Date: 2016-11-22 10:47 am (UTC)
moxie_man: (Squirrel Feather)
From: [personal profile] moxie_man
I've had this happen to me once in the past. Except it was in July at the Moxie Festival, Lisbon Falls, Maine, so little danger of hypothermia. I was participating in the parade as part of the The New England Moxie Congress contingent, members of which own various Moxie vehicles, including a reproduction Horsemobile. Our group was close to the middle of the line of parade participants. Just as we finished the 1.5 mile long parade route, a thunderstorm passed over the town. And not just any thunderstorm. This one had downpours like what I use to encounter storm chasing and "core punching" through a storm. The sort of storm where it's raining so hard, you turn off your useless windshield wipers. The sort of storm that makes you think, you're standing under a waterfall. It only last 15 minutes or so, but by the time it let up enough to be able to see more than 15 ft again, the parade and festival were over. There were no participants behind us, no watchers. All of the festival booths were empty. Said festival attracts close to 50,000 people each year.

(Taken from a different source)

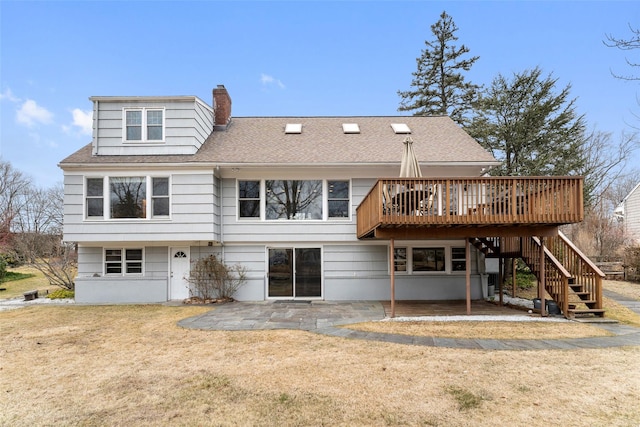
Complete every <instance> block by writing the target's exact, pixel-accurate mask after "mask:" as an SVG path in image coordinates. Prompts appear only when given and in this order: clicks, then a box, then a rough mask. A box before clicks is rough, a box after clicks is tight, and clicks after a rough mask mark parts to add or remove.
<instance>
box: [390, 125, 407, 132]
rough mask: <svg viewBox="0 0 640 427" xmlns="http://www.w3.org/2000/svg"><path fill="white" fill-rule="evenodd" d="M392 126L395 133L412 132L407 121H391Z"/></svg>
mask: <svg viewBox="0 0 640 427" xmlns="http://www.w3.org/2000/svg"><path fill="white" fill-rule="evenodd" d="M391 127H392V128H393V131H394V132H395V133H411V129H409V126H407V124H406V123H391Z"/></svg>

As I walked back to my car, several blocks away, I could feel the water squishing in my shoes. And I laughed. What else could one do? When I got to my car, I took my shoes off and dumped-them out, just like in a cartoon, and laughed some more.

(no subject)

Date: 2016-11-22 06:44 pm (UTC)
ext_392293: Portrait of BunnyHugger. (grayscale)
From: [identity profile] bunny-hugger.livejournal.com
I did the exact same thing with my shoes!

(no subject)

Date: 2016-11-25 10:38 pm (UTC)
From: [identity profile] austin-dern.livejournal.com
My boots were still damp two days later!

(no subject)

Date: 2016-11-25 10:30 pm (UTC)
From: [identity profile] austin-dern.livejournal.com
Yes, this is precisely the kind of storm we got and it was staggering. And magnificent. ... And no danger of hypothermia here, since the weather was uncannily warm. It was about 70 degrees when the parade started and even afterwards it only dropped to about 60. [livejournal.com profile] bunny_hugger was worried she'd worn too much. I figured it would get chillier the later we got after sunset, but not like that.

And yes, we did a lot of laughing. Many people did. There's nothing else to do when it gets that brilliantly soaked.